I also explored penetration. My first attempt just had a wide attachment after the barrel, with film stretched across it. You had to get close to get much penetration, which also seemed to cause damage to the agar at least (using it as a transparent stand-in for plant matter). Testing it on onion it mostly penetrated only the 1st layer of cells. So, I modelled up a converging-diverging nozzle, with the film placed in the throat, and got much nicer results - less damage from air, more even penetration of the (presumably faster-moving) particles. In onion it sent some particles 5-10 cells deep on the first try :)

Biolistics - W wire tatoo approach
I did more tests with my mini tatoo gun concept, using a bundle of flame-sharpened tungsten wires (50-micron) to poke at an onion with some MB as a dye just to see what happens. The dye wipes away except where the wires (attached to an electric toothbrush) stabby-stabby stabbed the tissue.

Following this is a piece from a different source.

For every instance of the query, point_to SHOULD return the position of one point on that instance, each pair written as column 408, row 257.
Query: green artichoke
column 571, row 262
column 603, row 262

The wire is perhaps too flexible, and rapidly gets bent without penetrating much beyond the first layer - perhaps I should have started from thicker wire. Still, with some fiddling it seemed to eventually yield a setup that got some poki-ness happening. We’ll see how it goes when I can try it with some actual DNA.
Tissue Culture
As for what we’ll actually transform, and how we’ll grow out plants from a few transformed cells, I’ve been exploring tissue culture a little. Most of my experiments so far ended in contamination - some from an early media test just heating the media up to 96C rather than microwaving or autoclaving (which left one or two live spores or something per tub, nothing if you’re doing a petri dish of bacteria for a few days, a dead pain if you’re wanting to grow a piece of plant matter for months) but most from the explants themselves; it turns out you need really aggressive sterilization with bleach etc to kill everything but the plant tissue (and in the process you usually do kill a fair bit of the plant tissue too). Might try some other options soon.

Anyway, now that I’ve switched to media sterilized in an Instapot and started being more aggressive with the explant sterilization, I feel like I’m slowly taming the beast. It’s all super slow though - aaaah my poor software brain is spoiled from same-second results :D
Glowing Gelatinous Blobs
I grow some of the Pseudomonad I isolated in ~500ml of ‘marmite broth’ in a flask, with parafilm cover and occasional stirring. Then I added 1g CaCl2 to it, and dripped it into some water with sodium alginate - something the molacular gastronomy folks call ‘reverse spherification’. The result is gooey blobs, which (thanks to all the pyoverdine the bacteria made) glow bright blue under UV light. I pictured cool fluorescent spheres I could sprinkle around the base of our plants, to provide them with a bacterial iron boost (but mostly for aesthetics). What I got was more of a congealed mess, but it was fun nonetheless.

Handling the containers (post boiling + alcohol steriliation) stained my hands a lovely fluorescent yellow-green, some cool modification of the blue-fluorescing molecule(s) this makes. Neat! Invisible under regular light, and now mostly gone after a day of occasional washes and a shower.
Misc Updates
Ran some Thai Tea concentrate (low C) and Puerh (very high C for tea) through caffeine TLC process
Tried friction welding 3D prints with a dremel, cool technique!

- Made a batch of beer from a kit - turned out extremely well, fermentation was stalled in my cold basement until I warmed it to 22C. Friends all agreed it was tasty, but none of us really like beer so I threw out most of it - sorry! Now the brew tank is destined for more exotic projects :D
OK that’s about enough typing for now, apoligies for a lower-effort post but I figure better to document some stuff now rather than try to remember it all in months time when I start getting more final results on things.